ENGLEWOOD, Colo. (AP) _ On the last weekend before Election Day, President Bush is campaigning on the airwaves, hoping his conservative base will go to the polls and stave off Democrats' bid to gain control of Congress.

Bush usually tapes his weekly radio address, but decided to broadcast it live Saturday from the campaign trail. He is expected to trumpet good economic news and drive home his claim that if Democrats win Tuesday, taxes will increase.

On Friday, in a sweltering Le Mars, Iowa, gymnasium packed with supporters, Bush focused on the $1,000-per-child tax credit his administration helped push through Congress, saying it would drop to $500 if Democratic lawmakers chose not to renew it.

``When you get home and have dinner this evening, count the number of children you have at your table and multiple by $500,'' the president told the crowd.

``I bet somebody here has got four'' children, he said.

A supporter piped up to say he had six.

``You got six?'' Bush asked incredulously.

``You multiply those six children by $500 a head, you're a paying $3,000 more in taxes.''

His message that the economy was strong was buoyed by Friday's news that the unemployment rate had sunk to a five-year low of 4.4 percent. The figures released by the Labor Department suggested that employers are coping fairly well with a national economy that has lost a lot of momentum due to the housing slump.

Still, pockets of pain were evident. The struggling auto industry slashed jobs. So did companies involved in home building, as well as furniture makers _ casualties of the sour housing market. Retailers continued to pink-slip employees.

Bush's approval rating on the economy is at 40 percent among all adults surveyed in a recent Associated Press-Ipsos poll.
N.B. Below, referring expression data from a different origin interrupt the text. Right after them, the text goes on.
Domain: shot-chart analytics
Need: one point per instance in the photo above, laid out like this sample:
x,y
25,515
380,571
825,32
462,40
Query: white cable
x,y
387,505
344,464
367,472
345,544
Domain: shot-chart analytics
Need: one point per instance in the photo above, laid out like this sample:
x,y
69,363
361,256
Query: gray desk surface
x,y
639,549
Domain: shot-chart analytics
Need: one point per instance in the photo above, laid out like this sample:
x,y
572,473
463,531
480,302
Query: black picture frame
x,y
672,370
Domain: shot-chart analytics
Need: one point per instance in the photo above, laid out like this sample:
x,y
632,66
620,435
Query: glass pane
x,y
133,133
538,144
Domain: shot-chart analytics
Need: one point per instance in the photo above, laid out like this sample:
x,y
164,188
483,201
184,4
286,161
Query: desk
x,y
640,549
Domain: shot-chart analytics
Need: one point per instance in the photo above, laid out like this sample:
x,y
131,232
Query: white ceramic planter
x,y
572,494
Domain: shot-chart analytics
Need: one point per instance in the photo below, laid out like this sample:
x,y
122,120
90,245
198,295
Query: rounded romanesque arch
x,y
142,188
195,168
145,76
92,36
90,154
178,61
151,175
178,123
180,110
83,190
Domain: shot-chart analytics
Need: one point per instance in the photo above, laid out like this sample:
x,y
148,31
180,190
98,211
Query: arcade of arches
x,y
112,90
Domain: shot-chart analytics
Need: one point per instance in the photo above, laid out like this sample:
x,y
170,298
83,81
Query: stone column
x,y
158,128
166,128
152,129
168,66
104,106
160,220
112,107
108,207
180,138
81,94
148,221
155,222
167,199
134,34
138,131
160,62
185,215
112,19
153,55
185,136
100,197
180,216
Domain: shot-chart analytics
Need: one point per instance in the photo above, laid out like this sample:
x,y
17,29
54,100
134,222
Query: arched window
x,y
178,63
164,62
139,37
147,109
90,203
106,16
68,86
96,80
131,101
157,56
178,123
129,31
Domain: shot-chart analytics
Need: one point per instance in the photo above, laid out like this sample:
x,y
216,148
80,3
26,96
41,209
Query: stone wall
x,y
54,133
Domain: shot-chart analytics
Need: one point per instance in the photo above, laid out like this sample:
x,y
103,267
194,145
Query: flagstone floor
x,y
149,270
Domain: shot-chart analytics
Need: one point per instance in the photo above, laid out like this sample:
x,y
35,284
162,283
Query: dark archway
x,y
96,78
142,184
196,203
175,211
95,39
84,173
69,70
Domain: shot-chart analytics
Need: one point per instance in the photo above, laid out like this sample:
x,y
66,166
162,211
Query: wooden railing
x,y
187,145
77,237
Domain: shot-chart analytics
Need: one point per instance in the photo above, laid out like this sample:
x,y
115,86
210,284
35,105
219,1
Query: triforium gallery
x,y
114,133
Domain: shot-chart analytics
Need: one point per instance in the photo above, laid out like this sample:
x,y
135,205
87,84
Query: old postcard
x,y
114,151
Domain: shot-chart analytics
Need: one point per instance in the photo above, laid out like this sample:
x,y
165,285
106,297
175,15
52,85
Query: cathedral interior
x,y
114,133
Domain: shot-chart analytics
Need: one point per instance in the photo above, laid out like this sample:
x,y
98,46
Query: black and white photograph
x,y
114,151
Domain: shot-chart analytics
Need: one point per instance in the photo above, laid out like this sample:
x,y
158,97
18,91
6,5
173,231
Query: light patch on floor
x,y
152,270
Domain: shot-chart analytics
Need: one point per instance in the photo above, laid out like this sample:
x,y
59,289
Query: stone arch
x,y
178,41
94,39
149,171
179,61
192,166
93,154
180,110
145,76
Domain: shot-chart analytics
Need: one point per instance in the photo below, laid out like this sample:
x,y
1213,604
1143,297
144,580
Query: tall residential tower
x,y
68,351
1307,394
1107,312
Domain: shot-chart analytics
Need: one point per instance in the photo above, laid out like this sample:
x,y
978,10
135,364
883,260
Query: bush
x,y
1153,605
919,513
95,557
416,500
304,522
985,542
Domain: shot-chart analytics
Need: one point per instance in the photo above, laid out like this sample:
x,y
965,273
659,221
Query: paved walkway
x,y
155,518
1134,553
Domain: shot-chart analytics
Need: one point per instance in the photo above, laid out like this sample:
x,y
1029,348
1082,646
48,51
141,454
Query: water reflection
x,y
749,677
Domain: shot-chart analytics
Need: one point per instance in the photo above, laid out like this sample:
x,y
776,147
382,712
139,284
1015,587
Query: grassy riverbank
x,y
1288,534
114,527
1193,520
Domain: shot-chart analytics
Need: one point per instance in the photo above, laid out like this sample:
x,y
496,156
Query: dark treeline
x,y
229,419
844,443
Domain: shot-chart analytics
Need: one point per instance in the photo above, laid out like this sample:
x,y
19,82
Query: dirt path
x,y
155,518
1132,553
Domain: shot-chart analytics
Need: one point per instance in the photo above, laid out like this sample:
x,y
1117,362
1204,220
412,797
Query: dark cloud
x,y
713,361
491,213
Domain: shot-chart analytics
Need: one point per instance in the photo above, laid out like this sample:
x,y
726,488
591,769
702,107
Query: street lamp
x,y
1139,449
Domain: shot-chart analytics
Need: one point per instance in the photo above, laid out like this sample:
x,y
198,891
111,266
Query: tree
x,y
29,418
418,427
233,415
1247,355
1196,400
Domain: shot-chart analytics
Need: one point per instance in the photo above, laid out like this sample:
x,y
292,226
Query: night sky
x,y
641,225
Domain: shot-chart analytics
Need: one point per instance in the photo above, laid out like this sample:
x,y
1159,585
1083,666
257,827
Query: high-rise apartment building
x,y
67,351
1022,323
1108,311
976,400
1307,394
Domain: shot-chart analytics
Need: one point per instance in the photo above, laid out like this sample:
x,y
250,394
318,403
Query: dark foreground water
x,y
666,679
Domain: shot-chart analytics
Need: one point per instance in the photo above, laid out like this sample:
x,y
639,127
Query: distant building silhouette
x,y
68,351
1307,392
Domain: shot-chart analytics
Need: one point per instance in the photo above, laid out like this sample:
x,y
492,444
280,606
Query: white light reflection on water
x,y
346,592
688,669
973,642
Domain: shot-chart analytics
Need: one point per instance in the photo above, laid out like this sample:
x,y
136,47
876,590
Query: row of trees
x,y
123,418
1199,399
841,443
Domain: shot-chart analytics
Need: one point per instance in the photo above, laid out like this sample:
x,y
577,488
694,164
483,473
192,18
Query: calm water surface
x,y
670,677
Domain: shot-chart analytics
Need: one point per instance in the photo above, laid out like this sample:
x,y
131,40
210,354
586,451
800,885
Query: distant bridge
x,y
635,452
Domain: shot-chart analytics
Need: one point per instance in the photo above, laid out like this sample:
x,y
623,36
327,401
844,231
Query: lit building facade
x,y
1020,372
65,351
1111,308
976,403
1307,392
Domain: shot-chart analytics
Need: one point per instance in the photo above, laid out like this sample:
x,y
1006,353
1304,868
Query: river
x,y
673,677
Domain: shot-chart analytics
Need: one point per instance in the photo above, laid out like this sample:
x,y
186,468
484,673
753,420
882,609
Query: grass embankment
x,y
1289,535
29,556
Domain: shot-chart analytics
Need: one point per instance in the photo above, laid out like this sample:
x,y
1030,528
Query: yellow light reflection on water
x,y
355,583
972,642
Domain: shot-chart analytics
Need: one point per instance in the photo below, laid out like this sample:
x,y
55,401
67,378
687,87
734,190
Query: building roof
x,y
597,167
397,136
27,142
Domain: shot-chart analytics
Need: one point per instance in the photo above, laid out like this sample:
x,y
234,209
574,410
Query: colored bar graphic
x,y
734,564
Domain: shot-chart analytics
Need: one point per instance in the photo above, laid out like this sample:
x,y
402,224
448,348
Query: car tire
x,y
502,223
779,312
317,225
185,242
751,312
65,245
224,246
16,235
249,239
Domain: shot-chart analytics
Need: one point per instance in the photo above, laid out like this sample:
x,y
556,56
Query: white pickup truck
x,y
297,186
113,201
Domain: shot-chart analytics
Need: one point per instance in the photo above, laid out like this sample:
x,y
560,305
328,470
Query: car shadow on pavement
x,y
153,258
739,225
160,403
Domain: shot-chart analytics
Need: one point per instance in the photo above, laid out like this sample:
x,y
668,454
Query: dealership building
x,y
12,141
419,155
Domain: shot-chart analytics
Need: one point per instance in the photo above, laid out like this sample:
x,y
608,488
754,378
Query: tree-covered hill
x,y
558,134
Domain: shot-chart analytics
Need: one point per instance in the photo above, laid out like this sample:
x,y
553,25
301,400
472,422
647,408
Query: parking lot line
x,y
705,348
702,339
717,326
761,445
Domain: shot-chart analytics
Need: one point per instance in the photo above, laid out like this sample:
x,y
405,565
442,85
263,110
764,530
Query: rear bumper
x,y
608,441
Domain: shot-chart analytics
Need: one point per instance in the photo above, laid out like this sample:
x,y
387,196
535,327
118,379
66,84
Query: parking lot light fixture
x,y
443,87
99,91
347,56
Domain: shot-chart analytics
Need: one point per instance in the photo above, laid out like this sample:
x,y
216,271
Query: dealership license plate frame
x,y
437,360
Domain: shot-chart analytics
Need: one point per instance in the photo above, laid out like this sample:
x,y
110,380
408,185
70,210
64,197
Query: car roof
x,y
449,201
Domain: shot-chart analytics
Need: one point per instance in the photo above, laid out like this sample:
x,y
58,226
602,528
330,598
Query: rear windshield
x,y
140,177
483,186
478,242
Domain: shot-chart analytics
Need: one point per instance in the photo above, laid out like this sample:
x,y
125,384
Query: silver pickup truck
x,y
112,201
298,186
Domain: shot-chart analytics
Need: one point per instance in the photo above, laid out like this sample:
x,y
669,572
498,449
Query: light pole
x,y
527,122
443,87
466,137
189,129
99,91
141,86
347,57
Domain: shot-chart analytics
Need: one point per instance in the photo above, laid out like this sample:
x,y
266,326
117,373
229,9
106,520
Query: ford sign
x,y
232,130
Those surveyed trusted Democrats more than Republicans to handle the economy.

``The Bush economy has failed the vast majority of Americans,'' Democratic National Committee Chairman Howard Dean said. ``The reality is that the top 1 percent has benefited at the expense of most Americans, and the middle class is being squeezed as incomes slow and costs increase. We need a new direction for our economy and middle class.''

After the radio address, Bush was having breakfast with small business owners and speaking at a rally in Greeley, Colo., for GOP candidates, including Rep. Marilyn Musgrave. On Friday, Democrats unleashed a costly televised attack on Musgrave, a second-term lawmaker in an unexpectedly tight race for re-election.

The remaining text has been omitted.